Knowing that Madame d'Urfe counted on the boy for the accomplishment of her absurd hypostasis, and that the more mystery I made of his birth the more extravagant would be her fancies about it, I told the lad that if I introduced him to a lady who questioned him by himself about his birth, he was to be perfectly open with her.

On my arrival at Paris my first visit was to my patron, whom I found in grand company amongst whom I recognized the Venetian ambassador, who pretended not to know me.

"How long have you been in Paris?" said the minister, taking me by the hand.

"I have only just stepped out of my chaise."

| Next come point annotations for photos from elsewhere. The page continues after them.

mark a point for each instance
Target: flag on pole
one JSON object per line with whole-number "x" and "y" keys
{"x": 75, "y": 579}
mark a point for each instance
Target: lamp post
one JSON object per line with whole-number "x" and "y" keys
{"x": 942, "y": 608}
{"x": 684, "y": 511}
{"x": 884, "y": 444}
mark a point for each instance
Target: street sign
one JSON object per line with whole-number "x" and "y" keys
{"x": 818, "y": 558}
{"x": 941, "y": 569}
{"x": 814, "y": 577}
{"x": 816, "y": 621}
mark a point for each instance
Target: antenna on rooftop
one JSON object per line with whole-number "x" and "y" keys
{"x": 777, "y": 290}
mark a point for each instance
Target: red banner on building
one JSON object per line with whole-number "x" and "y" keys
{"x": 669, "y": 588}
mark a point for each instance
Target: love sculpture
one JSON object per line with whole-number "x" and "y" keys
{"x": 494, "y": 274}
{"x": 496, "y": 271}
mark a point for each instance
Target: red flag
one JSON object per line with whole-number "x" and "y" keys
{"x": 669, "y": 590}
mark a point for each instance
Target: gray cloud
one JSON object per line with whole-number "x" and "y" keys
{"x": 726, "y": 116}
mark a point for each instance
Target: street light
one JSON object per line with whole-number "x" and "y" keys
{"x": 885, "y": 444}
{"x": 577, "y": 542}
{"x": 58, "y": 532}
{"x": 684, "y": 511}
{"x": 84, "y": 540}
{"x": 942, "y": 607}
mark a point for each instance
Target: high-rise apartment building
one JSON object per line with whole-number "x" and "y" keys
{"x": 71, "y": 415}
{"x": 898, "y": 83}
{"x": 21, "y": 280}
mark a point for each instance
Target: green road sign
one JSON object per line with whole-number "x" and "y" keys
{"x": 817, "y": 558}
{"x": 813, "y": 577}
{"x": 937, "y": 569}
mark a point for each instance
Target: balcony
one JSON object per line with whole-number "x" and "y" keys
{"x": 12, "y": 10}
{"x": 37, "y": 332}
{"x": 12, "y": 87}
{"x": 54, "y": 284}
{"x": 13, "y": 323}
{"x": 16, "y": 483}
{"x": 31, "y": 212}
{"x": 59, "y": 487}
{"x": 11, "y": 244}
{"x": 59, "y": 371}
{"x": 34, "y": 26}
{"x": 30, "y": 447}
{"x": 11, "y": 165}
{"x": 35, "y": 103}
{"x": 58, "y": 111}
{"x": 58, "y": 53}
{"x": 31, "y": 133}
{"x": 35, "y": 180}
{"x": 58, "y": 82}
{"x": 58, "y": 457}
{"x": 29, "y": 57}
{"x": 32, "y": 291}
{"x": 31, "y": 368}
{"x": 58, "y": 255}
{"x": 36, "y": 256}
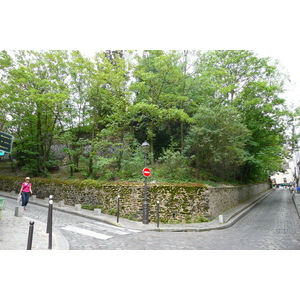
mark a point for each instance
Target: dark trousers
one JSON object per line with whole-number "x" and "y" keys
{"x": 25, "y": 198}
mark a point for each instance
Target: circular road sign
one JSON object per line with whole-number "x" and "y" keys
{"x": 146, "y": 172}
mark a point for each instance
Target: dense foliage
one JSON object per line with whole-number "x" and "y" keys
{"x": 207, "y": 115}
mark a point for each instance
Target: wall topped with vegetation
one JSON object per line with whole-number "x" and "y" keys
{"x": 178, "y": 202}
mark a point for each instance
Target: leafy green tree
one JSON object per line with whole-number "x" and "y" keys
{"x": 33, "y": 91}
{"x": 217, "y": 141}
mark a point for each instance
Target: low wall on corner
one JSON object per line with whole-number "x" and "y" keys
{"x": 223, "y": 198}
{"x": 178, "y": 202}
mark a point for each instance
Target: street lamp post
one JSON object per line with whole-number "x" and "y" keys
{"x": 145, "y": 148}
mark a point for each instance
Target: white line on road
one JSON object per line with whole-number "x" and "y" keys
{"x": 90, "y": 233}
{"x": 105, "y": 227}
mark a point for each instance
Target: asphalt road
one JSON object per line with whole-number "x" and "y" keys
{"x": 272, "y": 224}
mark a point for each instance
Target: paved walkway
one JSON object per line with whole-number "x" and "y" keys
{"x": 14, "y": 230}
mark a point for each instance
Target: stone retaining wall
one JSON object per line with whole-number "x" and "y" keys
{"x": 178, "y": 202}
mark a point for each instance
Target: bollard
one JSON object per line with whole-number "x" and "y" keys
{"x": 97, "y": 211}
{"x": 61, "y": 203}
{"x": 30, "y": 235}
{"x": 221, "y": 219}
{"x": 18, "y": 211}
{"x": 77, "y": 207}
{"x": 118, "y": 209}
{"x": 157, "y": 213}
{"x": 49, "y": 222}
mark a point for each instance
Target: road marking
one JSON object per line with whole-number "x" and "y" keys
{"x": 90, "y": 233}
{"x": 106, "y": 227}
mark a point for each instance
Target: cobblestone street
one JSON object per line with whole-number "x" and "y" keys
{"x": 272, "y": 224}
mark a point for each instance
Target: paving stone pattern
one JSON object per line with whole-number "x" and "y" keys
{"x": 272, "y": 225}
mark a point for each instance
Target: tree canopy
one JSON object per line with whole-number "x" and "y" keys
{"x": 215, "y": 115}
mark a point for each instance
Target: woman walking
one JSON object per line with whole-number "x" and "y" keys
{"x": 25, "y": 192}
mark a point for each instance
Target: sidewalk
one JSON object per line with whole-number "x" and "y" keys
{"x": 14, "y": 230}
{"x": 14, "y": 234}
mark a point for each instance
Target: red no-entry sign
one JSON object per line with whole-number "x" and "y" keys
{"x": 146, "y": 172}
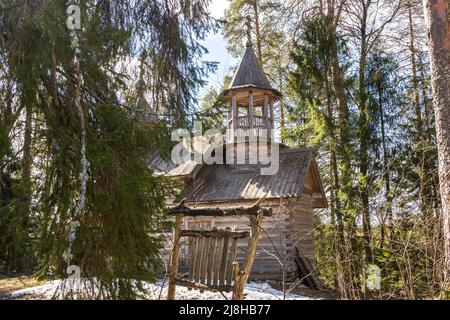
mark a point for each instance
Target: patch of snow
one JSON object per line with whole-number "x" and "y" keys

"Then go to Versailles. You will find the Duc de Choiseul and the comptroller-general there. You have been wonderfully successful, go and get your meed of praise and come and see me afterwards. Tell the duke that Voltaire's appointment to be a gentleman-in-ordinary to the king is ready."

I was not going to start for Versailles at midday, but ministers in Paris are always talking in this style, as if Versailles were at the end of the street. Instead of going there, I went to see Madame d'Urfe.

She received me with the words that her genius had informed her that I should come to-day, and that she was delighted with the fulfilment of the prophecy.

"Corneman tells me that you have been doing wonders in Holland; but I see more in the matter than he does, as I am quite certain that you have taken over the twenty millions yourself. The funds have risen, and a hundred millions at least will be in circulation in the course of the next week. You must not be offended at my shabby present, for, of course, twelve thousand francs are nothing to you. You must look upon them as a little token of friendship."

"I am going to tell my servants to close all the doors, for I am too glad to see you not to want to have you all to myself."

A profound bow was the only reply I made to this flattering speech, and I saw her tremble with joy when I told her that I had brought a lad of twelve with me, whom I intended to place in the best school I could find that he might have a good education.